そしてかごにいくつかのりんごを入れて戻ってきた。
「え、これが材料?不死の薬の」私は問う。

「おうよ」
「金の林檎って」
「シナノ『ゴールド』だろ?ジョナゴールドの方が良いか?」
「両方いただきます」
「あんたもそれで納得すんのかよ、三種類の太陽の光は?」
「陽光、夏明、秋陽。あ、ゆめあかりもあるな、これも持ってきな」
「千の秋・・・はまんまだな、千秋か・・・。積もった雪って」
「千雪って品種があってな」
「あんま聞いたことねえぞ、なんでうちにあんだよ」
「もらったんだよ。でこれが星の金貨、空の通貨が硬貨かは知らねえけどな」
「適当だな」
「で、月。ぐんま名月。ごめんな、ムーンふじはなかったわ」
「『月の光』だろ、光の要素はどこいった」
「当方で加工いたしまして光を絞り出します」
「これ絞っても出てくるの果汁だけだと思うぞ。で、残りは?」
「これが紅の夢、これが金星」
「・・・まあ色鮮やかな夢か。金星ってそのまんまだな・・・。」

ミミズクは首に巻いていた布を外すと、父が持ってきたリンゴを丁寧に包んだ。

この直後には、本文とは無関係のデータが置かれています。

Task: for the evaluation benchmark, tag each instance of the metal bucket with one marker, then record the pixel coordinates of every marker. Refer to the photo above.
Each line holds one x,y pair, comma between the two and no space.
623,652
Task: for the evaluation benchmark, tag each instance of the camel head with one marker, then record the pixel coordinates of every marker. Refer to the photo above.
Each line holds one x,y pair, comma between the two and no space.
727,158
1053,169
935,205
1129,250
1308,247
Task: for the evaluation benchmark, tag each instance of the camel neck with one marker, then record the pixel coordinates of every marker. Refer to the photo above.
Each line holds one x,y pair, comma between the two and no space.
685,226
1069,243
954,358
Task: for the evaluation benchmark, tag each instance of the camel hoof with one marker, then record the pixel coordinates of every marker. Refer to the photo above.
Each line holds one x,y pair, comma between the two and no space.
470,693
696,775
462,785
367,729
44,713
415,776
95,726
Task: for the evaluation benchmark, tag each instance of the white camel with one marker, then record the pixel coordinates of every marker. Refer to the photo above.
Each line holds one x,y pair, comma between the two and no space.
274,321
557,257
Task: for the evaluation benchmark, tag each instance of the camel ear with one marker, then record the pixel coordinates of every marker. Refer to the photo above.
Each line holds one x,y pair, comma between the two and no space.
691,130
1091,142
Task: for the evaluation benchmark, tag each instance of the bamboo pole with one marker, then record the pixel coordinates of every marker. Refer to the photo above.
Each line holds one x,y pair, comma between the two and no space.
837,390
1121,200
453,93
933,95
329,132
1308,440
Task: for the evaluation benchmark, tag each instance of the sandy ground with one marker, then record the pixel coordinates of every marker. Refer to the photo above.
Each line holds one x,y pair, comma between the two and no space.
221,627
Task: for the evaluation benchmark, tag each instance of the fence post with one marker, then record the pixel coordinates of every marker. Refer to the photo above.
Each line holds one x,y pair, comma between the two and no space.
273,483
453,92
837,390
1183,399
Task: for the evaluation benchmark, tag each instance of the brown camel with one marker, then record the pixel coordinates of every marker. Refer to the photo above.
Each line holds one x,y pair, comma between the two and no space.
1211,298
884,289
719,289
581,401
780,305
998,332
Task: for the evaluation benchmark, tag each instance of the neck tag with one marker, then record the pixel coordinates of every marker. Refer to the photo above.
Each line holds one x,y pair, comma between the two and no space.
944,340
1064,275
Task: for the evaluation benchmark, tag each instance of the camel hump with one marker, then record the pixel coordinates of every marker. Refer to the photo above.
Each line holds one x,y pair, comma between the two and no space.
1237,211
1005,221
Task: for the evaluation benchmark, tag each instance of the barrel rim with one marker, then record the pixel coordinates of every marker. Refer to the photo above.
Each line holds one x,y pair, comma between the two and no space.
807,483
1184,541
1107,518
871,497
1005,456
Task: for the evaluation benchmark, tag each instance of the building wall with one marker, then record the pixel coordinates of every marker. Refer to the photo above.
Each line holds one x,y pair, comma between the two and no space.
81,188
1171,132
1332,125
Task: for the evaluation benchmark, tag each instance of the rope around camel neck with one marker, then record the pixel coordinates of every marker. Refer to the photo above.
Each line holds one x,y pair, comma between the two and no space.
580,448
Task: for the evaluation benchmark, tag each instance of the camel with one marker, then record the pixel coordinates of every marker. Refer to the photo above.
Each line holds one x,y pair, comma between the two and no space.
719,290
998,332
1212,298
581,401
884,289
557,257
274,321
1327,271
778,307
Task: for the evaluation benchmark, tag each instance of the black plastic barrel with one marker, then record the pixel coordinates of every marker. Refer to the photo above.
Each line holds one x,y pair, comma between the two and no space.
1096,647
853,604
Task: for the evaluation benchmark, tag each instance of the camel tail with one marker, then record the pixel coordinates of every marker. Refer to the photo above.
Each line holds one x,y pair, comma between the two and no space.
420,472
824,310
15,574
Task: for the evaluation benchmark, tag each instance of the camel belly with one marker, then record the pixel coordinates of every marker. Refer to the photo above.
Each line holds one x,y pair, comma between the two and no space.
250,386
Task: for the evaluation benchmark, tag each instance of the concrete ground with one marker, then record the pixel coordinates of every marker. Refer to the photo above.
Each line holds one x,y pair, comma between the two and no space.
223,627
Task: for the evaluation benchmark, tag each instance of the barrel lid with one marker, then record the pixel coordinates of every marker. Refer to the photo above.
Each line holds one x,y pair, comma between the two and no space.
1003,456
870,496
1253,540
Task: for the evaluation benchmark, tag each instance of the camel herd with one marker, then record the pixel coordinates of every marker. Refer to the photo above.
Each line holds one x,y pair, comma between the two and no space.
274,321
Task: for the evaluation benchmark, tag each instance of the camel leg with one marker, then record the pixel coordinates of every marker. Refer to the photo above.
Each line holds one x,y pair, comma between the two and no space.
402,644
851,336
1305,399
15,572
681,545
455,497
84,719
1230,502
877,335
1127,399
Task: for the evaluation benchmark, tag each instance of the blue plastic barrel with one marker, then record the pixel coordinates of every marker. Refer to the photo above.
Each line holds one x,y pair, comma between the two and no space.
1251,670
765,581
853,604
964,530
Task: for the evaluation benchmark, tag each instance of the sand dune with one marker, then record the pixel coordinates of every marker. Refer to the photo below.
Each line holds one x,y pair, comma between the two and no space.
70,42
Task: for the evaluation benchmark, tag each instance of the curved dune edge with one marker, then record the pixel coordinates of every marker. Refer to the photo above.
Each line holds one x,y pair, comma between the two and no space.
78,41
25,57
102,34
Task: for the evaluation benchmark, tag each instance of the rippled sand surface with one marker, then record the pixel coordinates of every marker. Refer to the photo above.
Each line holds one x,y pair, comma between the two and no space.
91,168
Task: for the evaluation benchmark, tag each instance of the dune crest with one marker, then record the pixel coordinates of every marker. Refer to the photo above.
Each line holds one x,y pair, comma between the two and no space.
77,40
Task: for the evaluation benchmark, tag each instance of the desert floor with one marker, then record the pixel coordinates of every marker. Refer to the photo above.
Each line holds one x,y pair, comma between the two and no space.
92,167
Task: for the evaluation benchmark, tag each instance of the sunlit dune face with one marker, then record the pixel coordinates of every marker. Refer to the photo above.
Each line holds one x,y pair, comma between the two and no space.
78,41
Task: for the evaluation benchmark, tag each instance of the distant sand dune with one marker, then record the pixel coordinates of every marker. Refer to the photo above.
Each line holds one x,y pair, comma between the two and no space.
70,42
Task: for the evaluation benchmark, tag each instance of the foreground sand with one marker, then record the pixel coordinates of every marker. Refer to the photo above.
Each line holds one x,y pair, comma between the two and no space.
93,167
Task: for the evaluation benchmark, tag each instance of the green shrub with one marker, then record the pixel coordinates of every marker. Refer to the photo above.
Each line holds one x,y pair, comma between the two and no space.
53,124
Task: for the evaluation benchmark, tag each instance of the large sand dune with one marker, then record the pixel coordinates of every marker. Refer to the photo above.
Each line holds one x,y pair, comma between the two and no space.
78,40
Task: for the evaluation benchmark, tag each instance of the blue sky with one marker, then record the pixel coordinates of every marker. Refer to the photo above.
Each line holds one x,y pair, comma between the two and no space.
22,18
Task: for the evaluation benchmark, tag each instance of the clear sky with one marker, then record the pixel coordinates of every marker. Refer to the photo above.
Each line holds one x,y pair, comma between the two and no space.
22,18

そして礼を言い、深々と頭を下げると夜道を歩いていった。

「あれで不死の薬になるのか?」
「ならねえな」
「ええ・・・」


十日ほどして、またあのみみずくがやってきた。
「先日は大変お世話になりました。」
「不死の薬って言ったのにリンゴ持って帰って怒られなかったのか」
「まあ主は大層お怒りでしたな。ただ私がりんごを剥いてお出しましたらそれは美味しそうに召し上がって、無理を言って悪かった、不死の薬のことはもう良いと」
「それ満腹になってどうでもよくなったんじゃねえの?」
「まあそれはあるでしょうな。そもそも不死の薬のことを口にされたのは、身体の調子を崩されて気が弱っておいでだったからのようです。みずみずしい物を口にして気持ちが晴れたのでしょう。」

人騒がせな話だが、密かにみみずくを心配していたので丸く収まったようで良かったと安堵した。

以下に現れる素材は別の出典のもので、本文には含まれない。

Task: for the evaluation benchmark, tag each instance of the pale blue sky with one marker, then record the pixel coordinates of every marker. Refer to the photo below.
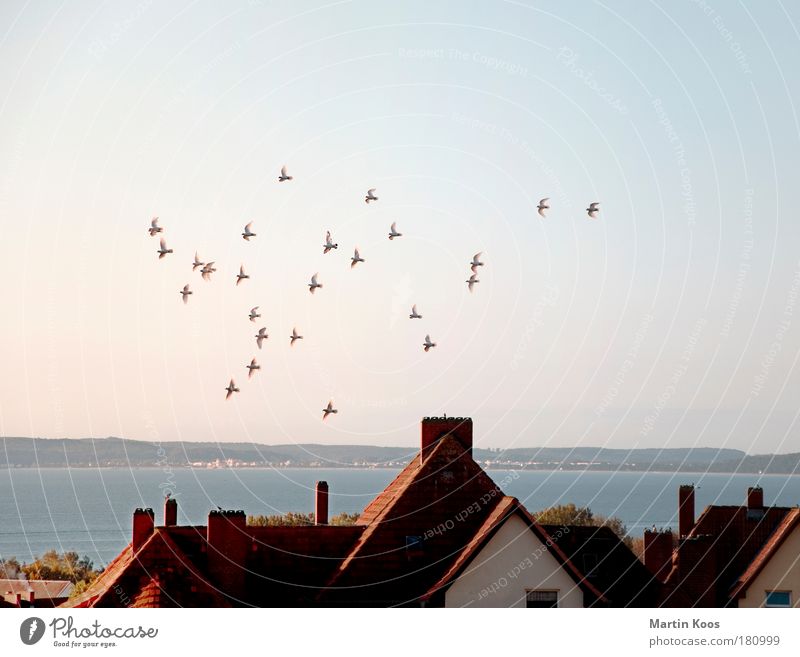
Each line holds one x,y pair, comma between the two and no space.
673,319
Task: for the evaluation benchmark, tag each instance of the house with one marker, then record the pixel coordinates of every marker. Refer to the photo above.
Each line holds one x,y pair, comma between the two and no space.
731,556
441,534
34,592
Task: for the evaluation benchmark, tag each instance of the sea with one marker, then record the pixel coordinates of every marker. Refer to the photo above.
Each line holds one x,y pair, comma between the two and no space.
89,510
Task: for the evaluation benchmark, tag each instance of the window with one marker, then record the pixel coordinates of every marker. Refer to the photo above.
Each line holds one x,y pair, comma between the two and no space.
778,599
590,565
541,599
414,546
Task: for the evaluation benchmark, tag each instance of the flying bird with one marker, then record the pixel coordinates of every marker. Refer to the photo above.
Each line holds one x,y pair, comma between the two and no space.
328,410
163,250
247,234
231,389
476,262
261,336
252,367
543,205
207,270
294,336
356,258
284,175
329,243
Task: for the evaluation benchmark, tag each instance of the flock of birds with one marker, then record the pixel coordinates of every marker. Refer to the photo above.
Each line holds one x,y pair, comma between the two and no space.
207,269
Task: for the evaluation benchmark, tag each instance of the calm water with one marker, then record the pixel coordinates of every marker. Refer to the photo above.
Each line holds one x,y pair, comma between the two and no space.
89,511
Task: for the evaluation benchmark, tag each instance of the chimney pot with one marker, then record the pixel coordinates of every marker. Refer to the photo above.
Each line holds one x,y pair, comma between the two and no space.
228,545
658,553
755,498
170,512
143,522
435,428
685,510
321,503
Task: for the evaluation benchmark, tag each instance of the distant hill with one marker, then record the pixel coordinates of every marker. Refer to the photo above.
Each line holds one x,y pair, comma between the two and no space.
46,452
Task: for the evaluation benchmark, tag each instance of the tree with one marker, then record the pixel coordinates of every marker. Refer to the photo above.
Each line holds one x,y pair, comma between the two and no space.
10,568
345,519
68,566
569,514
293,519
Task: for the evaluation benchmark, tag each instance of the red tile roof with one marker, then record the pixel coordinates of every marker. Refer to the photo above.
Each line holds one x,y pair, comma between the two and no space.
789,523
507,507
716,553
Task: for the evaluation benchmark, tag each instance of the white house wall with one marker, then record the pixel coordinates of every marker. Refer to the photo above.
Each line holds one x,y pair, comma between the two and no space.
511,562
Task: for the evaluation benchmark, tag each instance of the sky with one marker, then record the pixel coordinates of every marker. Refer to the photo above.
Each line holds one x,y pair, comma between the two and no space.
670,320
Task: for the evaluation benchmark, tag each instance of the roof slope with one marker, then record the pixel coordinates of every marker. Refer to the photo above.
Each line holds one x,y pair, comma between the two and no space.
789,523
506,507
607,563
159,574
415,529
723,543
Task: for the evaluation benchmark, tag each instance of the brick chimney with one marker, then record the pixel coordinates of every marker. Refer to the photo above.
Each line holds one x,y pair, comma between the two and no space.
685,510
321,504
143,521
228,543
170,512
434,428
658,553
755,498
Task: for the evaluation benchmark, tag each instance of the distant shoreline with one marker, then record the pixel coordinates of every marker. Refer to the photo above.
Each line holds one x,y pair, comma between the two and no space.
499,468
123,453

おみやげにとまたりんごを持たせて、一緒にみみずくの食べられそうなものも包んだ。包みを大事そうに抱え、心なしか軽い足取りで、みみずくは夜道を帰って行った。


ーーーーーー

「ヘスペリデスの黄金の林檎・・・シナノゴールド?」という連想から思いついたお話。あとはりんごの品種って綺麗な名前が沢山あるので並べてみたくて書きました。
ただ早生とか晩生とか考えずに書いたので「なつあかり(早生。8月にはもう採れる)って12月にはもう無いよね・・・」って書いてから気づいた。多分作中の他の品種もそういうことがあると思います。あと千雪とか星の金貨とかは今回調べて初めて知りました。

みみずく君は昨日載せたお話にも出しましたがまた出てきましたね・・・なんとなくお気に入り。